From the beginning, the Weimar Republic were under great pressure from both left-wing and right-wing extremists. As mentioned earlier in November 1918 there was a power vacuum in the German government, there were three main groups scrambling to fill this space; firstly the Conservatives who wanted an authoritarian form of government, to make Germany more like it had been before the war. Next were the Liberals and moderate socialists who wanted to turn Germany into a modern democratic republic, and lastly were the Spartacist league who were the German communist party, they wanted Germany to become a communist state like Russia.

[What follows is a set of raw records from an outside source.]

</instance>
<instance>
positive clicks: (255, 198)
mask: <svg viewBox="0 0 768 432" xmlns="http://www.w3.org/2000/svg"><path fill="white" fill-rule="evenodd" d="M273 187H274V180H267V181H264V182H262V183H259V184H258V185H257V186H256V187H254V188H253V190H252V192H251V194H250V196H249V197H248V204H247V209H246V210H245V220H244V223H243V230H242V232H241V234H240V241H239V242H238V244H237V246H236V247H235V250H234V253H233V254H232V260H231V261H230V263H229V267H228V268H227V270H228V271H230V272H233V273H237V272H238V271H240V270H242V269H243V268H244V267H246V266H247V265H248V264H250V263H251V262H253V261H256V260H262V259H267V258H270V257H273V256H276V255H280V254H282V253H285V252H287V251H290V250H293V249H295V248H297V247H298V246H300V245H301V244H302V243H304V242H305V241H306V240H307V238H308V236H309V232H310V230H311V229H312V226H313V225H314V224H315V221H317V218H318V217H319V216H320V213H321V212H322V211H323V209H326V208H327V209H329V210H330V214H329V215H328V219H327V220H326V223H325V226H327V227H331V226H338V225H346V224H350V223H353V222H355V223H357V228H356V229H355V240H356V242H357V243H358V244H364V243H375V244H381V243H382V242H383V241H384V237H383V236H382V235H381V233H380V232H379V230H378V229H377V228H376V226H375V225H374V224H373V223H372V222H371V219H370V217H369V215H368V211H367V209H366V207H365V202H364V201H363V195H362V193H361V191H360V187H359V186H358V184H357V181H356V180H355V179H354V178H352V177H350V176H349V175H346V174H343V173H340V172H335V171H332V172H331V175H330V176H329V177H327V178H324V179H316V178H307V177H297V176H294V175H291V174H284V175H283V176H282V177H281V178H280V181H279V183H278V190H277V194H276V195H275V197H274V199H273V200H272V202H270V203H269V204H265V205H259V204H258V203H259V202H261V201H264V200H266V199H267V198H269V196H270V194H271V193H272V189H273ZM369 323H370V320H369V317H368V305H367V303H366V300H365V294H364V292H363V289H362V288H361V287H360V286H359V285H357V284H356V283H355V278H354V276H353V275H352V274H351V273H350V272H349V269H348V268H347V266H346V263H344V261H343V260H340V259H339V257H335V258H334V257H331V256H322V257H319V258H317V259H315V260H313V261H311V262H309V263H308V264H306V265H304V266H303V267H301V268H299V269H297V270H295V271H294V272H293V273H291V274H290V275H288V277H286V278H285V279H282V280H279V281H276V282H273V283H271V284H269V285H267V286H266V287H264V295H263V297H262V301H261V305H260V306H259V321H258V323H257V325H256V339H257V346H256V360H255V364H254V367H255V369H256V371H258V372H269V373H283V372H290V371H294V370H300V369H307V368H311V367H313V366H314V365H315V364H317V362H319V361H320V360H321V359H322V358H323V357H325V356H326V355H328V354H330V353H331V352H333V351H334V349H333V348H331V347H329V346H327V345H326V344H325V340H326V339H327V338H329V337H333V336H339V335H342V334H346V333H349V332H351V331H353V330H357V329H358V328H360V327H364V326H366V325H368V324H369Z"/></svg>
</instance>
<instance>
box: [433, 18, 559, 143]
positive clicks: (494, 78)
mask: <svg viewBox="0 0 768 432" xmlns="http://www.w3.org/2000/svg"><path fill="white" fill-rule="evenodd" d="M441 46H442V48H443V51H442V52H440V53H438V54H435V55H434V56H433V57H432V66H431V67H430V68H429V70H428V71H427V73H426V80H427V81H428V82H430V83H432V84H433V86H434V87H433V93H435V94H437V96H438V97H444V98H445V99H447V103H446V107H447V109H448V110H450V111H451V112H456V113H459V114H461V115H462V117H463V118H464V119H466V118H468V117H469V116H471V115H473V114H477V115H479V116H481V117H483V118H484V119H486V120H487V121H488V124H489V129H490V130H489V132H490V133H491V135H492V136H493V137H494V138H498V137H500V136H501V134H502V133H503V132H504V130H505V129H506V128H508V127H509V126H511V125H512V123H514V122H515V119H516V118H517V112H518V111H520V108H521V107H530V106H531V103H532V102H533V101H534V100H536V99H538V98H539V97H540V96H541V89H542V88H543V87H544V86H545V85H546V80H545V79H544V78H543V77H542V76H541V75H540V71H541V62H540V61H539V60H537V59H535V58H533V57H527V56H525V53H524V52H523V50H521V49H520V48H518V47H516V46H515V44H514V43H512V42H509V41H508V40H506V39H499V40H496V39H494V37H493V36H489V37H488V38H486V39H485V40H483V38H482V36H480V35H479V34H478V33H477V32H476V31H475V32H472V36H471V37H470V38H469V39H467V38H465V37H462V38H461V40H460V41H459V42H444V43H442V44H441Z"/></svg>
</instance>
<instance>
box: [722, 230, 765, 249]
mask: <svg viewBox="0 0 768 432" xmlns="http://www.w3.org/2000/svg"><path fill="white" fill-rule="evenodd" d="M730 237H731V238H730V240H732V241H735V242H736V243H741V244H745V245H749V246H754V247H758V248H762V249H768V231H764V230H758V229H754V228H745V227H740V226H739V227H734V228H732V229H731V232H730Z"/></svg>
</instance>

On the 5th January 1919, the Spartacist league led by Karl Leibknecht and Rosa Luxemburg, tried to take control of Berlin, they occupied buildings, organized a general strike and formed a revolutionary committee, however a group of hard men, called the free corps, were about to stop all of this, they despised communists and liked a fight. On the 10th January 1919 the free corps attacked, they captured a newspaper building held by the Spartacists, shot several of them and beat up the rest. The next day they captured all other occupied buildings in central Berlin, two days later they caught the Spartacist leaders and brutally murdered them. The rising thus failed.

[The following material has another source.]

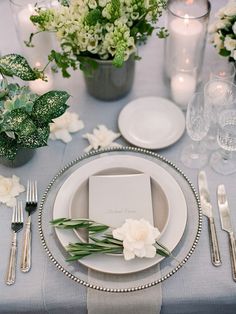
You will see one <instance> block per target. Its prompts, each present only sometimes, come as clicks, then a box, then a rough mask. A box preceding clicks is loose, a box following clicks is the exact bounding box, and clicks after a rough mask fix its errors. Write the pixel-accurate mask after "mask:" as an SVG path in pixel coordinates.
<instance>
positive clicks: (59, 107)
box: [31, 91, 70, 125]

The Constitution is a set of rules which state how a country should be run. On the 31st July 1919 Germany accepted the Weimar constitution however this wasn’t all for the best. It gave equal powers to those people who wished to destroy the Weimar Republic. The constitution gave each state their own regional government who had the right to make local laws they could be hostile to the national government in Berlin and try to overthrow it. Article 48 gave great power to the president this meant that he could destroy the republic and turn himself into a dictator.
The Treaty of Versailles was the peace settlement signed after World War One had ended in 1918. The terms of the Treaty of Versailles were: war guilt; Germany had to take sole responsibility for the outbreak of World War One, this is untrue, the reasons for the outbreak of world war one were very complex and the Germans felt very angry that Germany alone had to take the blame for the war. The second was reparations; because Germany was forced to take full responsibility for the war the Allies could claim compensation for the damage done, Germany had to pay a total of £6600 million in annual installments and this meant that the government had less money to spend on Germans.
Another of the terms was military restrictions; the French wanted Germany to be made weak so that they could not start another war, this meant that: Germany was not allowed to have an air force, the army was limited to 100,000 men, the navy was limited to 15,000 sailors, 6 battleships and no submarines and lastly the border area of Germany near France was occupied by foreign troops and no German troops were allowed there. This term was unfair because if Germany was attacked then she would be at a disadvantage if she didn’t have a navy or air force and her enemies did also because before the war Germany had an army of nearly 2 million, to have an army of a mere 100,000 was a humiliating insult.
The last of the terms was territorial losses; Germany lost 13% of its territory and 6 million Germans now found themselves living in a different country. They lost territory such as: Alsace Lorraine to France, Posen and Silesia to Poland, North Schleswig to Denmark, Eupen and Malmedy to Belgium and all of her oversea colonies to Britain and France. Many Germans were distressed to find themselves now living in foreign countries due to the border changes enforced by the Treaty of Versailles. Germany was also a very proud nation and were very upset that they had to give their overseas colonies to their old enemies France and Britain. On 11th November 1918, representatives from the Weimar republic had to sign the Armistice which ended World War One. Many people in Germany didn’t accept that Germany had lost the war. They felt that they should have carried on fighting. The Treaty of Versailles bought in after the war was detested in Germany and the government was held responsible for signing that as well. This meant that the government faced a great deal of resentment and distrust and therefore it was not very stable. Besides trying to solve all the other problems, they needed to get people to accept the new style of government.
It’s an astonishing amount of problems that the Weimar Republic was faced with. They had to try overcoming the devastation that remained from World War One, the Treaty of Versailles, the Constitution and the Spartacist Uprising. Perhaps the greatest danger was the weakness within; the constitution gave the president, the states and the army too much power, whilst proportional voting meant the Reichstag was divided and weak, however worst was yet to come.